The Leap into the Future—Serbia 2027” development plan envisages large public infrastructure investment increases over coming years. Prudent fiscal management and medium-term investment planning remain critically important. Low fiscal deficits should be maintained to consolidate Serbia’s gains in reining in public debt and rebuilding external and fiscal buffers. While critical infrastructure gaps exist, current public investment is relatively high and any additional investment spending should be carefully prioritized and phased in, considering projects’ costs and benefits and broader macroeconomic considerations. We urge the authorities to increase investment transparency and to fully operationalize the public investment management framework to underpin investment quality.

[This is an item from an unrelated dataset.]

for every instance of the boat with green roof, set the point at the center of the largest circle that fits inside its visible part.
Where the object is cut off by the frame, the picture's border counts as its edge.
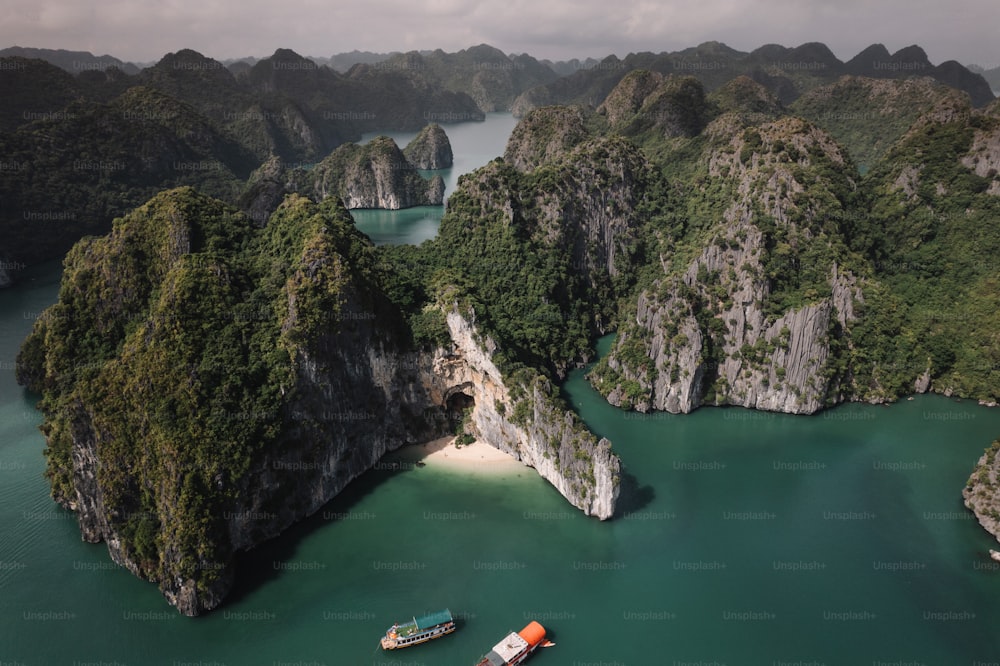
(418, 630)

“For 2024, a fiscal deficit of 2.2 percent of GDP is consistent with SBA commitments. Any revenue overperformance and underutilized contingency reserves in the budget may be used to further increase capital spending above the budgeted envelope of about seven percent of GDP, including those related to Expo 2027. Untargeted transfers should be avoided.  

“We welcome ongoing efforts to improve public workforce planning, medium-term budgeting, and fiscal risk management. The ongoing modernization of the tax administration should be underpinned by a new HR strategy and accelerated hiring to ensure adequate staffing and preempt risks to revenue collection from the forthcoming retirement wave.

“Energy sector reforms should continue. We welcome the authorities’ commitment to remove energy price controls for the non-regulated sector. This should be followed by the necessary revisions to the electricity and gas pricing systems to ensure financial sustainability of the energy state-owned enterprises and their ability to finance much-needed investment projects. Delivering on a broader EPS restructuring plan to make tangible changes to the company’s operations is critically important.

“It is important to continue preparing secondary legislation to make the new landmark SOE governance law operational by September 2024. The Ministry of Economy should prioritize fully staffing all needed internal structures so that it can assume its expanded responsibilities under the SOE governance law.

“The IMF team would like to thank all their counterparts for the open and constructive discussions.”